Hydrogen is one of the key renewable energy technologies prioritized by the European Union (EU) to reduce the dependence on fossil fuels and accelerate Europe’s clean energy transition. Ensuring the safety of components used in the hydrogen infrastructure requires a comprehensive understanding of how hydrogen interacts with materials and how it alters or degrades mechanical properties. HyWay aims to accelerate the design and use of advanced materials for hydrogen storage and transport. This will be reached by developing flexible and efficient multiscale material modelling and characterization suites to reveal the role of hydrogen on the materials behavior under service conditions. Physical Realm and Virtual World are connected by a Data and Knowledge Management Platform facilitating seamless exchange of data from experiment and simulation (Fig. 1).
In the Physical Realm, we will establish improved methodologies and protocols to investigate the mutual interactions between hydrogen and microstructure from the atomistic to the microscale. The in situ and ex situ micromechanical methods will be developed to study hydrogen effects on the kinetics of plasticity and fracture during loading. New macromechanical tests will be proposed, which enable the characterization of hydrogen influence under complex mechanical load cases and different temperatures for effective properties. Our investigation focus will be put on components critical to this segment of the hydrogen value chain, including the liquid hydrogen storage tank, large diameter pipelines for longer pipe runs, and hydrogen compressor.

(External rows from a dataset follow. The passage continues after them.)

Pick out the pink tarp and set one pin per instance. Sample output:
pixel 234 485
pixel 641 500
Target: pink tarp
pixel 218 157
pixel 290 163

In the Virtual World, a modular multiscale and multiphysics modeling workflow will assess hydrogen’s impact on advanced metallic materials, incorporating seven independent modules: atomistic modeling, hydrogen uptake and transport, hydride and phase transformations, plasticity effects, fracture modeling, and macroscopic hydrogen sensitivity.
The HyWay project started in January 2024 as a 4 years collaborative effort that unites 18 partners from 10 European countries, including MPI-SusMat—where Jazmin Duarte's group (Hydrogen Mechanics and Interfaces) contributes to the Physical Realm, and Franz Roters' group (Theory and Simulation) supports the Virtual Realm.